The Freising Bishops' Conference was founded in 1850 for the Bishops of the dioceses in the Kingdom of Bavaria. In it the bishops of the Archdiocese of Munich and Freising in southern Bavaria, with the suffragans of Regensburg, Passau and Augsburg as well as the Franconia Archdiocese of Bamberg with the suffragans of Würzburg, Eichstätt and Speyer are represented. The bishops of these dioceses meet since 1867 twice a year at the Freising cathedral hill, its leader, the Archbishop of Munich and Freising (since 2008 Archbishop Reinhard Marx); Substitute is the Metropolitan of the northern Bavarian ecclesiastical province of Bamberg (since 2002 Archbishop Ludwig Schick).
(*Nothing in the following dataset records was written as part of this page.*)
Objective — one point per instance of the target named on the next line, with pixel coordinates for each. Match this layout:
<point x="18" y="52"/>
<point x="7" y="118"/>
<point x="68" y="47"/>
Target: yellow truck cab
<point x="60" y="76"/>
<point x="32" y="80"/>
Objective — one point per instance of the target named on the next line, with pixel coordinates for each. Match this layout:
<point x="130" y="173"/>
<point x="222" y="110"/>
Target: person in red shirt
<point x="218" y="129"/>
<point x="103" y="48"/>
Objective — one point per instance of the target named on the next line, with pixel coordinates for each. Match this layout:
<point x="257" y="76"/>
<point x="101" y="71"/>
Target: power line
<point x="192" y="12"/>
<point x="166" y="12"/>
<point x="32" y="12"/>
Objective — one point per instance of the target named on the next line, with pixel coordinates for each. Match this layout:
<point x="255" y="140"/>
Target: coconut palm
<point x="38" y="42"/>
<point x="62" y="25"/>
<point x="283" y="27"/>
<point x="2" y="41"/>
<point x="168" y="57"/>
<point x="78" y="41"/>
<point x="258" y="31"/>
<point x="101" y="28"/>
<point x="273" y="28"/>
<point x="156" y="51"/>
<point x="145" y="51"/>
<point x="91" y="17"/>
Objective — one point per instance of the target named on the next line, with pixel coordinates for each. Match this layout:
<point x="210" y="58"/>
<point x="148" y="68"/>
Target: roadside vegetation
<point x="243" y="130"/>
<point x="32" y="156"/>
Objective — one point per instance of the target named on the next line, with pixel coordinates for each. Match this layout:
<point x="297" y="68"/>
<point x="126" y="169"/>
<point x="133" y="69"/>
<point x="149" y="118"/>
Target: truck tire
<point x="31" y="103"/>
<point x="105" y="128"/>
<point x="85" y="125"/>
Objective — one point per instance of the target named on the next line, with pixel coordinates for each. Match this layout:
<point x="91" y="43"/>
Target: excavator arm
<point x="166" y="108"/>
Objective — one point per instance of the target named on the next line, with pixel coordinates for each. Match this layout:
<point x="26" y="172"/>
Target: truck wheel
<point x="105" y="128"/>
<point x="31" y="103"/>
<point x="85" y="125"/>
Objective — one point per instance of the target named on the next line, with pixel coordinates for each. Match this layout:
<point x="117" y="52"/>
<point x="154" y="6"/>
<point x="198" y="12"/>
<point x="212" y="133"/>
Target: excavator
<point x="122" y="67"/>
The territory of the diocese of Speyer, although now part of the federal states of Rhineland-Palatinate and Saarland, the boundaries of the Province of Bamberg are unchanged since 1920/1945 - with the exception of the assignment of Thuringia areas of the diocese of Würzburg in the diocese of Erfurt - which is why the Palatinate canonically continues to be a part of Bavaria.
The Freising Bishops' Conference has the mission to promote common pastoral duties to coordinate the church's work and provide a platform for mutual consultation. Unlike the German Bishops' Conference, supported by the Bavarian bishops in 1933, it has no decision making powers.